Schrijver Ivan Klíma (91) verlangde nooit terug naar zijn populariteit uit de Sovjetperiode
In dit artikel:
Ivan Klíma, de Tsjechische schrijver, dichter en essayist die zaterdag op 94‑jarige leeftijd overleed, werd door velen gezien als de belichaming van het lot van Tsjechoslowakije: in zijn leven en werk kwamen de tragedies en vreugdes van die veelvolkerenstaat samen. Geboren in 1931 in Praag als Ivan Kauders in een seculier Joods middenklassengezin, maakte hij als kind de binnenrijdende Wehrmacht mee en als tiener dwangarbeid in het concentratiekamp Theresienstadt; zijn familie ontkwam ternauwernood aan transport naar Auschwitz. Na de bevrijding veranderde zijn vader de achternaam in Klíma, maar de arrestatie van diezelfde vader door het communistische regime in de vroege jaren vijftig verbrijzelde Ivan’s naïeve opvattingen over goed en kwaad.

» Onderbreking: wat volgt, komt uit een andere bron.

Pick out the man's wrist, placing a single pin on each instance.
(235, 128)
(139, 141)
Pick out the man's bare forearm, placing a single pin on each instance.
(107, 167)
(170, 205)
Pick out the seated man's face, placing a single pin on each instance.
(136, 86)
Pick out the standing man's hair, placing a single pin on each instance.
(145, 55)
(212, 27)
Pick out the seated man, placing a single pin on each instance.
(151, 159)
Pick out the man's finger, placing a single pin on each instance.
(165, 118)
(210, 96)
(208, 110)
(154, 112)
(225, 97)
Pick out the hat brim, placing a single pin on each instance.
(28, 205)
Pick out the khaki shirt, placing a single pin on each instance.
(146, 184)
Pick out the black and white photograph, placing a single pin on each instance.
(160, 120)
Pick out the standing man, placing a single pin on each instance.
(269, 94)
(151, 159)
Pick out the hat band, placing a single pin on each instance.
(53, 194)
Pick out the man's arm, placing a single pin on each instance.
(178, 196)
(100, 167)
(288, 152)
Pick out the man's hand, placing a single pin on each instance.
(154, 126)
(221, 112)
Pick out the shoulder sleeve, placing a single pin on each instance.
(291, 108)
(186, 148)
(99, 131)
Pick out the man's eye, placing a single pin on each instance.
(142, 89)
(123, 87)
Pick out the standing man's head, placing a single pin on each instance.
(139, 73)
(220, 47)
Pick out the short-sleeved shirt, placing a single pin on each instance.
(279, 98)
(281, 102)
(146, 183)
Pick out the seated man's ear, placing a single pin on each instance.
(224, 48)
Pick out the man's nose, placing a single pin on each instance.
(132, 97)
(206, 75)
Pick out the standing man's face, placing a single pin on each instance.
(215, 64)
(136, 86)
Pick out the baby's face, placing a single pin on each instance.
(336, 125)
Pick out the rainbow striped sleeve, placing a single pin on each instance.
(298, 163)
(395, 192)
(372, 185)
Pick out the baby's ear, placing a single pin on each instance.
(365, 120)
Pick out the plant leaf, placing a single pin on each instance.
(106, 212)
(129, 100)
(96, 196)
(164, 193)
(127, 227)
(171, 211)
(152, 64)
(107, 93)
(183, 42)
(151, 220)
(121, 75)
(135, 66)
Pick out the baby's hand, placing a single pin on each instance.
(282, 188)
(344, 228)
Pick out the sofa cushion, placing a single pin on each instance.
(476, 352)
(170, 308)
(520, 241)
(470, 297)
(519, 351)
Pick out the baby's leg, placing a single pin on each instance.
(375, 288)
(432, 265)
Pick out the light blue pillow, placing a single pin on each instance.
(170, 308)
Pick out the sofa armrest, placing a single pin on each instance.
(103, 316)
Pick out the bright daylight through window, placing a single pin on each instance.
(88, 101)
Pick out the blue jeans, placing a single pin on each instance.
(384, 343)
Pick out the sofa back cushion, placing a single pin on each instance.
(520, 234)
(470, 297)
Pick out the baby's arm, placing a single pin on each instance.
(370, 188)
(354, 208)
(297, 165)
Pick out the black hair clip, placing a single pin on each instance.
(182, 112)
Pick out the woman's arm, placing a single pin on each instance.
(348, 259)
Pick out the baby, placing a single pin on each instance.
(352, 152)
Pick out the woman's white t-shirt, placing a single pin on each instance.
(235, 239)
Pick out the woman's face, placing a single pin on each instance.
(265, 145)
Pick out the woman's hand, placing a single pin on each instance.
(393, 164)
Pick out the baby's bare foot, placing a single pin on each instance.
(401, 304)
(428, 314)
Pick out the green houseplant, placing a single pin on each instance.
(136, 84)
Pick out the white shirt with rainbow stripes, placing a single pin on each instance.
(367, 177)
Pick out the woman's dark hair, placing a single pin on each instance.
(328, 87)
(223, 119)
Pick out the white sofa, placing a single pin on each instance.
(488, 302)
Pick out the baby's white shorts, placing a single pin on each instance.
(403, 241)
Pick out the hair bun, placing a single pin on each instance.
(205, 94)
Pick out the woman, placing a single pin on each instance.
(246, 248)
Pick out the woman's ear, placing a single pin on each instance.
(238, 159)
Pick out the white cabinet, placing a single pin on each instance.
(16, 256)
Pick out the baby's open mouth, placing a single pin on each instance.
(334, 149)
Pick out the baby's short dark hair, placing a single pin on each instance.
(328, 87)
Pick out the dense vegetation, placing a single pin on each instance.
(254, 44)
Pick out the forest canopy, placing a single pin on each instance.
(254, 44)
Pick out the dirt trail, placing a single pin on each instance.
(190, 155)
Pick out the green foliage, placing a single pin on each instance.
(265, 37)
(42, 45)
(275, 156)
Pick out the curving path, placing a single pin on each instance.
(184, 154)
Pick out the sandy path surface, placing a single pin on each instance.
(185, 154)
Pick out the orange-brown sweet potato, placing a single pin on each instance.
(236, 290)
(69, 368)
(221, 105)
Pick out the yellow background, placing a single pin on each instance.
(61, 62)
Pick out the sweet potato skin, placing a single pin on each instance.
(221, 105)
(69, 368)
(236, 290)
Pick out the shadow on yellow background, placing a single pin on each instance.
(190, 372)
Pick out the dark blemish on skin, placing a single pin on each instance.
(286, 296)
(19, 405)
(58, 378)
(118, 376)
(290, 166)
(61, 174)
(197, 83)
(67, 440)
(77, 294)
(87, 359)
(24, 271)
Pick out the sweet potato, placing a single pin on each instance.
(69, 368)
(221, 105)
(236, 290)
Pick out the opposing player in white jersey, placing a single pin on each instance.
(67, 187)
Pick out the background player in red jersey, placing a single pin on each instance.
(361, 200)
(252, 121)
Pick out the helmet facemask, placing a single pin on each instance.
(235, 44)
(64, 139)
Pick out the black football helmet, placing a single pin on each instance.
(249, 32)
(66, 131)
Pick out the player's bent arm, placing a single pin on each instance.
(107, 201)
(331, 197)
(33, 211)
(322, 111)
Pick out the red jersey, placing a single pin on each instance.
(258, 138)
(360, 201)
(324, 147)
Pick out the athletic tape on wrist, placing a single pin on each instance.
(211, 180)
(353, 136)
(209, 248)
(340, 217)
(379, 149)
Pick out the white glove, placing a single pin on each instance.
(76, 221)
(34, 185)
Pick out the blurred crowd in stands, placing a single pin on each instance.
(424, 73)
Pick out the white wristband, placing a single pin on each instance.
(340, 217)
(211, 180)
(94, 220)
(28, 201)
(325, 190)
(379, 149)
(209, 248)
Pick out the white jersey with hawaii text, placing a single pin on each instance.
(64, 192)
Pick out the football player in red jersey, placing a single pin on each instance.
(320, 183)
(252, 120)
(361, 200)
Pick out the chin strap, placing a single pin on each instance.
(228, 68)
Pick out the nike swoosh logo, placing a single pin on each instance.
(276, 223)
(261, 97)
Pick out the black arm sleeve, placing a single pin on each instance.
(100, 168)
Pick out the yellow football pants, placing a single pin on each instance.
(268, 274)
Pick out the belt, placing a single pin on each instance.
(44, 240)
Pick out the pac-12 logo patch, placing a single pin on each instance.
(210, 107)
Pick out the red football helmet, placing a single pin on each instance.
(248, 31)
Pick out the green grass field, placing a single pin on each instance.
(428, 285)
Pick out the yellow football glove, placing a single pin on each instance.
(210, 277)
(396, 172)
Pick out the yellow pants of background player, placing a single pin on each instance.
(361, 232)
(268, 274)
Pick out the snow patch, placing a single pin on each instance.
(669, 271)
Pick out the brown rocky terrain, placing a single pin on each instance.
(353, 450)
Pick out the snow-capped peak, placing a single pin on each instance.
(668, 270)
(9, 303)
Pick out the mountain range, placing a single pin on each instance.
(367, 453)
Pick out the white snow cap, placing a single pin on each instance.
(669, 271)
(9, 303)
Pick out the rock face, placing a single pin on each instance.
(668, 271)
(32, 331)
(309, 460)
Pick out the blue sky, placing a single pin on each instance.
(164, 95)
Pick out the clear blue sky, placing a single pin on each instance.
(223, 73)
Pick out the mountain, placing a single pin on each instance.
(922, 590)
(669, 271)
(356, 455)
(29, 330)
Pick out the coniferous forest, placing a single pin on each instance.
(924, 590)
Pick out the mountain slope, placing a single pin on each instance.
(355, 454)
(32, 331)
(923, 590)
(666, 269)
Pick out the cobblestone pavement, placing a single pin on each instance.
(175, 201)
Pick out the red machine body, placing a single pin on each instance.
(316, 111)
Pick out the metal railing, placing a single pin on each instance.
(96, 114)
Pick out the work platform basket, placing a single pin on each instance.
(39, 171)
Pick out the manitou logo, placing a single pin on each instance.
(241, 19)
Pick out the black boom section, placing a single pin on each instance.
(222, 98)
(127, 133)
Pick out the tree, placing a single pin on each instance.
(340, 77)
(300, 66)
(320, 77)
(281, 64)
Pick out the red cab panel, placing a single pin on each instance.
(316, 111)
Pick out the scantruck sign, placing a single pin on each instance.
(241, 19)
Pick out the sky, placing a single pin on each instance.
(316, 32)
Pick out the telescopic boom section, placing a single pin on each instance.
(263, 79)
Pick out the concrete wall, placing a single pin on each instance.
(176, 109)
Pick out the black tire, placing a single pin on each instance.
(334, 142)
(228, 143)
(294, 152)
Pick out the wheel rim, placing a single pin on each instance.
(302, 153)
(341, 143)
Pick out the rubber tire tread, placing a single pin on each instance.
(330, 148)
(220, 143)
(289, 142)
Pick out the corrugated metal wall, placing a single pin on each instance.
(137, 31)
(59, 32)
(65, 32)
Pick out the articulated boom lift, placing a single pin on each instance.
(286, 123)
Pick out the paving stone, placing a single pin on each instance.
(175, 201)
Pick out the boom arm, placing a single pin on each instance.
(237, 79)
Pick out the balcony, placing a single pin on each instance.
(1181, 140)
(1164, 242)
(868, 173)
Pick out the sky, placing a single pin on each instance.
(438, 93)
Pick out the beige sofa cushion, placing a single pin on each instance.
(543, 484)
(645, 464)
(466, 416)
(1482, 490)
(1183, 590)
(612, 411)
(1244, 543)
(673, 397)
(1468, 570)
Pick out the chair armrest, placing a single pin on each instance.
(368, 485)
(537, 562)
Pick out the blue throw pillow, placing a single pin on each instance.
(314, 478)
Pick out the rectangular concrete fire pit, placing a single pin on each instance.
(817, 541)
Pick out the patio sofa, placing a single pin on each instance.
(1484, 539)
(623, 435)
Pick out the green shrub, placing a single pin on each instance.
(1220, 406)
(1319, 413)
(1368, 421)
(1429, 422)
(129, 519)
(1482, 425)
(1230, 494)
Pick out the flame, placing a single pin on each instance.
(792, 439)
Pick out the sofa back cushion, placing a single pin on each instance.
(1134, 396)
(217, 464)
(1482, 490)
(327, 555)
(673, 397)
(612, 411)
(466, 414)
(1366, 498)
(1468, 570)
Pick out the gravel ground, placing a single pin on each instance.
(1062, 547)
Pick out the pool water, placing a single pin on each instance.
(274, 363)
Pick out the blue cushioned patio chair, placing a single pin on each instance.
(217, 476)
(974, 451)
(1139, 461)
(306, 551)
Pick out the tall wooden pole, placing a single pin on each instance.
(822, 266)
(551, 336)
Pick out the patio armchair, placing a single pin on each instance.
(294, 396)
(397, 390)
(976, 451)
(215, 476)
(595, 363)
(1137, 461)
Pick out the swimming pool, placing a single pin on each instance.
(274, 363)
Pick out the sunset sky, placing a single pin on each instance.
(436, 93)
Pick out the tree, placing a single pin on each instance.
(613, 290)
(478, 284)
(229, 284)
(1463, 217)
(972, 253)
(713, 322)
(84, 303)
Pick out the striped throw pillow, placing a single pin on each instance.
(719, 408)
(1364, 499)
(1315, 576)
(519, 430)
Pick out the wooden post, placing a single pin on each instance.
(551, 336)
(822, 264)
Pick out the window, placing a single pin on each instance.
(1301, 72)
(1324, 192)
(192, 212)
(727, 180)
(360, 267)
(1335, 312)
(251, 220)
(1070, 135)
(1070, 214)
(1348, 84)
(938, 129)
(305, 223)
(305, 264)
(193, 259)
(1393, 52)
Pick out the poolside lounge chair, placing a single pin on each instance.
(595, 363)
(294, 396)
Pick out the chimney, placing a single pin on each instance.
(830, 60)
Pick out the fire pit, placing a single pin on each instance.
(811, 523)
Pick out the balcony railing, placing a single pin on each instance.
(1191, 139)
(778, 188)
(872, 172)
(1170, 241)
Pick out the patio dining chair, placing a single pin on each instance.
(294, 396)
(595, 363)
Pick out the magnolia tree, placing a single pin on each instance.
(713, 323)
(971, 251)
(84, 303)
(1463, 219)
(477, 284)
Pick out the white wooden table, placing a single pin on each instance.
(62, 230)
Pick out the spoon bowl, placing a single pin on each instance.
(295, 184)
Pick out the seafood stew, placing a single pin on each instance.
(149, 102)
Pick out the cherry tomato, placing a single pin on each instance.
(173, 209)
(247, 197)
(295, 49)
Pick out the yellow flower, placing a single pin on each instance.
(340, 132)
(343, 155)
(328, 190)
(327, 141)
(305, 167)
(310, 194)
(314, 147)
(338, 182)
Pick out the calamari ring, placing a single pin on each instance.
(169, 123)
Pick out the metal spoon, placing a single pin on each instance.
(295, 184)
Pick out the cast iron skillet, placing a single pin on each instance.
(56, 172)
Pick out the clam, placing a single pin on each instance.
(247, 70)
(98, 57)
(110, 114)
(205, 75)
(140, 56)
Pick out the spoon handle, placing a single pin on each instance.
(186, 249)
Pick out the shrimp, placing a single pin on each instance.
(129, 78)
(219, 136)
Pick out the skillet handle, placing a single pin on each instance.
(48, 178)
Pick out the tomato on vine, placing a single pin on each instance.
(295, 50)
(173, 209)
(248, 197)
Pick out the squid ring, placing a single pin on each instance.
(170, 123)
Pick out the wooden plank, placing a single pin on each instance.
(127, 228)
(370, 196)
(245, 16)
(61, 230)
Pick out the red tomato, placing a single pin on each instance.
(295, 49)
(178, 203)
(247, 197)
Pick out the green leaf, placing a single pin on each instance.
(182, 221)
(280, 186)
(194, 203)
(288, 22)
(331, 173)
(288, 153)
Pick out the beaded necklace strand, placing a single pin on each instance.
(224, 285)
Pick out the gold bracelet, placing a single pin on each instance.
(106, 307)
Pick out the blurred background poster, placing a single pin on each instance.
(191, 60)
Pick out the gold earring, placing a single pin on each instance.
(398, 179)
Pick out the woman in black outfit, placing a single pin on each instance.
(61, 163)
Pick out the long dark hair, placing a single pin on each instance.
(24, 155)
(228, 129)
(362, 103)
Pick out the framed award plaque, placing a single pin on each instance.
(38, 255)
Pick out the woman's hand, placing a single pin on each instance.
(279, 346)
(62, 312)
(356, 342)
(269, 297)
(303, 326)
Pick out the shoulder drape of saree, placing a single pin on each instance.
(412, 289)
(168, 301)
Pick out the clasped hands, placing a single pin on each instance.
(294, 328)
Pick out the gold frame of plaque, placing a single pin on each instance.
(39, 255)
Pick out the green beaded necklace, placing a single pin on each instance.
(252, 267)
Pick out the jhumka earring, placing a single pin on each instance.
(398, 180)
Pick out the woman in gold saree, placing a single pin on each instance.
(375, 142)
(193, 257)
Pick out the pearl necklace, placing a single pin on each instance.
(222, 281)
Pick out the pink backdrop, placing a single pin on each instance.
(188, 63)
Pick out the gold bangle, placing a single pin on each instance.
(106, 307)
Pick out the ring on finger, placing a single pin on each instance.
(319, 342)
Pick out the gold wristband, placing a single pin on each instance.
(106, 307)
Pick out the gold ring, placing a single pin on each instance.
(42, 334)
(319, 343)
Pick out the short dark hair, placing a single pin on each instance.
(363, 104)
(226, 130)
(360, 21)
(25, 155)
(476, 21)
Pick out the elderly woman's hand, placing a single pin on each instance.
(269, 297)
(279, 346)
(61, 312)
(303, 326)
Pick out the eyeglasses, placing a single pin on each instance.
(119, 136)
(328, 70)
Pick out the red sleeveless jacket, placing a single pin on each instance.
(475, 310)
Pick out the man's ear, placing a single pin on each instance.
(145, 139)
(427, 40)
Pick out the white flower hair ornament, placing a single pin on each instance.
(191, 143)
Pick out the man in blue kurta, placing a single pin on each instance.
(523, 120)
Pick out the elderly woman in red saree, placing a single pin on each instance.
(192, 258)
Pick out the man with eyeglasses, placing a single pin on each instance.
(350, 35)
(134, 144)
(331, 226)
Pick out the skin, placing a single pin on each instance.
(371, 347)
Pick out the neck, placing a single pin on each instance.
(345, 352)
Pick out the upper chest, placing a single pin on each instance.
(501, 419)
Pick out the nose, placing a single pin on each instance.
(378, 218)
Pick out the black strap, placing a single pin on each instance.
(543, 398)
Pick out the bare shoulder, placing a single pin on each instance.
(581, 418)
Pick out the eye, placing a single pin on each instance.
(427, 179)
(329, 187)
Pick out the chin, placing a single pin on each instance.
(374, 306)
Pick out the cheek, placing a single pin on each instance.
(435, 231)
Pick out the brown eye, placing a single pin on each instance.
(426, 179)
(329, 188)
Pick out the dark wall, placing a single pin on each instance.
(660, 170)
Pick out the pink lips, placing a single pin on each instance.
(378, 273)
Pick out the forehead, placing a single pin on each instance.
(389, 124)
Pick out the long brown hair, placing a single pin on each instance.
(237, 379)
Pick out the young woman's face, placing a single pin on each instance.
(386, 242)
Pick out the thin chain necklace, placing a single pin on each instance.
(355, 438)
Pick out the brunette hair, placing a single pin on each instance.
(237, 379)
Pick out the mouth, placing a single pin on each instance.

In de jaren zestig groeide Klíma uit tot een literair gezicht van de Praagse Lente, samen met schrijvers als Milan Kundera. Toen Russische tanks in augustus 1968 de hervormingen neersloegen, verbleef Klíma in Londen; ondanks advies om in ballingschap te blijven keerde hij in 1970 terug naar Tsjechoslowakije. Hij motiveerde die keuze met: “Ik had nooit in het Engels kunnen schrijven, en ik had nooit over andere mensen dan Tsjechen kunnen schrijven.” Zijn betrokkenheid bij de dissidentenbeweging Charta 77 bracht hem surveillance en pesterijen, en periodes van verbanning uit het literaire leven — zelf werkte hij in die tijd soms als straatveger in Praag.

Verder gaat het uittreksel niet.